As Washington has debated what to do about the debt ceiling, Americans have increasingly soured on the leaders of both parties. Two new national surveys out today show the job approval ratings of President Barack Obama and both the Democratic and Republican leaderships falling, as Americans express increasing anxiety about the economy and dissatisfaction with the direction of the nation.
The latest survey from the Pew Research Center shows President Barack Obama's job approval rating falling steadily from a high of 56 percent in early May to 44 percent in the most recent survey. Although a new ABC News/Washington Post survey shows Obama's approval rating steady at 47 percent over the same time period, the Pew Research Center trend matches a drop in Obama’s approval measured by most other national public opinion polls.
The trend line of the HuffPost Pollster chart above summarizes the data from all national media polls. A close up look at trends over the last two months by organizations that released new numbers in the last few weeks shows a consistent drop in all but the ABC/Washington Post poll of at least 4 or 5 percentage points since early May.
The ratings of both Democratic and Republican leaders in Congress have also dropped, and the president’s numbers still outshine those of the Congressional leadership. According to the Pew poll, for example, the approval ratings of the Republican leaders in Congress has fallen from 36 to 25 percent since March (disapproval is 66 percent). Meanwhile, approval of the Democrats in Congress has fallen only slightly, from 33 percent to 30 percent since March (disapproval of the Democratic leaders is now 60 percent).
One culprit for the lower approval ratings is likely the increasing sense of economic pessimism and a dissatisfaction with country.
- According to the new ABC/Post poll, 90 percent of Americans think the state of the economy is either "not so good" or "poor," while only 10 percent rate is as "excellent" or "good."

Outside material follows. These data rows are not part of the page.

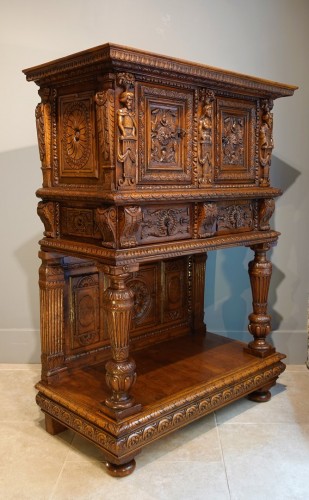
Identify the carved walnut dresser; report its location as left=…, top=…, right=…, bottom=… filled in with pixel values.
left=24, top=44, right=297, bottom=476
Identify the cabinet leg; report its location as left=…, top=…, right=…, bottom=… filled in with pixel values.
left=45, top=415, right=67, bottom=436
left=246, top=243, right=275, bottom=358
left=103, top=268, right=141, bottom=419
left=105, top=459, right=136, bottom=477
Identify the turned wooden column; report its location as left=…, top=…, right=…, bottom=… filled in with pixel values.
left=39, top=251, right=66, bottom=383
left=246, top=243, right=275, bottom=357
left=100, top=266, right=141, bottom=420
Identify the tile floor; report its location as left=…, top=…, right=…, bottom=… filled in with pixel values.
left=0, top=365, right=309, bottom=500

- The Pew poll found that only 17 percent of Americans are satisfied with the direction of the country, down from 23 percent a month ago.
- A new Gallup release finds the percentage of Americans saying economic conditions are getting worse in their daily tracking has risen from 62 percent to 73 percent since the beginning of July, while the percentage saying that current economic conditions are "poor" has risen from 43 percent to 51 percent."

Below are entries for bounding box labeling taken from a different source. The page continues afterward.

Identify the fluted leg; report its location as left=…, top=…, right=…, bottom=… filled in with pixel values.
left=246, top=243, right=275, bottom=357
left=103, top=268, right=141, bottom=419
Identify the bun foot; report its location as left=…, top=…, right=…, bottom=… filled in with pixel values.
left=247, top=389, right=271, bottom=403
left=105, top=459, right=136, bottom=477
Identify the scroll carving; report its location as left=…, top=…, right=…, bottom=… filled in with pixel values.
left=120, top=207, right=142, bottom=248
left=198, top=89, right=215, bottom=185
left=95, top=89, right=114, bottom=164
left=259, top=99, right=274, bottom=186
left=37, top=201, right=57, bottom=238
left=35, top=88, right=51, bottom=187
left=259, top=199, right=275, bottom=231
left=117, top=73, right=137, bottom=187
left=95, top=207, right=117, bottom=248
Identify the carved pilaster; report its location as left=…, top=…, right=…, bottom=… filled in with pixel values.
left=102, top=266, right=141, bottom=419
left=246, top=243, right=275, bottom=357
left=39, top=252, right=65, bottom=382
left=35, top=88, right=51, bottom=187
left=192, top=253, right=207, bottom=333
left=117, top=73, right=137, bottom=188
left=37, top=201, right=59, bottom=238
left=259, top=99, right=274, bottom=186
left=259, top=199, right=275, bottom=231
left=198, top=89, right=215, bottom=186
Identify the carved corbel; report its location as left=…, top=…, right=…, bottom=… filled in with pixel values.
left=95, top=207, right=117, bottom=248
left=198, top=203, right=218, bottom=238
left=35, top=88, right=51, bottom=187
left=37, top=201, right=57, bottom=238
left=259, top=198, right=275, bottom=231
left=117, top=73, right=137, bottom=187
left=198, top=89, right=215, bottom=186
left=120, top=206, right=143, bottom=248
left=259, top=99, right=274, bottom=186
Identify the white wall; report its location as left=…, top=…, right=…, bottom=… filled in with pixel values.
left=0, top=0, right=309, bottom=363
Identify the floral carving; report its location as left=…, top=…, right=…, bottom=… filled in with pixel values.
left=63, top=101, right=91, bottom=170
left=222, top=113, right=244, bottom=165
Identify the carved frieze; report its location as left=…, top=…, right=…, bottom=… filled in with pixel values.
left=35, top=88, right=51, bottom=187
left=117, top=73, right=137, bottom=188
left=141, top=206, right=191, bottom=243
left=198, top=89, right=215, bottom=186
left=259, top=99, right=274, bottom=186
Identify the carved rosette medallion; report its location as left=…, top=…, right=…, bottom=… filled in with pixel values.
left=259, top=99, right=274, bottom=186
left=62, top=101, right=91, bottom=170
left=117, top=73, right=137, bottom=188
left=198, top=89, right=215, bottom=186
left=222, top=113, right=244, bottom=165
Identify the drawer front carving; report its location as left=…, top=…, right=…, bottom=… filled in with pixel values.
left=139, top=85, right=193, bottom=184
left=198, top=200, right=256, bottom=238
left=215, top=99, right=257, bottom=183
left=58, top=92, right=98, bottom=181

The Pew poll also finds that confidence in the government as a whole is incredibly low. Only 6 percent of respondents said they had "a lot" of confidence in the government making progress on important issues facing the country over the next year, while 59 percent said they had "not much" or "no" confidence. Fifty-one percent of respondents said they did not think we will have made significant progress in reducing the federal budget deficit five years from now (39 percent thought we would).
Although the overall results of recent polls have been negative for the president as well as Congress, many of the same surveys show that President Obama may hold the high ground when it comes to the debt ceiling issue:
- Almost every poll finds Americans react more favorably to a deal featuring a mix of tax hikes and spending cuts than a deal featuring just spending cuts.
- Americans express more confidence and trust in President Obama's handling of the issue than of either the Republican or Democratic leadership in Congress.
- Most polls show strong support for some sort of compromise, as reaffirmed by the new Pew Research survey, which shows that 68 percent prefer that their leaders "compromise" on the debt ceiling, "even it mean they strike a deal you disagree with." Only 23 percent want their leaders to "stick by their principles, even if it means the government goes into default."
However, the movement in the overall approval numbers suggests that Americans are far more concerned about the larger story, which is ongoing paralysis and dysfunction in Washington in the face of ongoing economic pain.
Further, although Obama may have an advantage on the debt ceiling messaging, that advantage could be an fleeting one for him if the near non-stop coverage of the debt ceiling debate simply puts greater emphasis on the the failure of leaders in Washington to come to grips with the problem.
Americans are hearing more about the debt ceiling debate. The Pew Research poll found that 50 percent of Americans say they have heard "a lot " about the possibility that the government could default if the debt limit is not raised, and Pew's weekly news interest survey found last week that the percentage of Americans following the debate "very closely" increased 9 percent from the week before. However, that brighter spotlight focuses attention on two larger issues for which President Obama receives his lowest ratings on the ABC/Washington Post poll, the federal budget deficit (38 percent approval) and the economy (39 percent).
The debt ceiling debate may also be a distraction from the economic issues Americans care most about. According to the new Pew poll, when asked which national economic issue worried them the most, 39 percent of respondents said their top concern was the job situation, while only 29 percent said they were most worried about the budget deficit. A further 15 percent said they were most concerned about rising prices and 11 percent about problems in the financial and housing markets.
The new Pew poll was conducted July 20-24 among 1,502 adults, and has a margin of error or 3.5 percentage points. The ABC News/Washington Post poll was conducted July 14-17 among 1,001 adults, with a margin of error of 3.5 percentage points.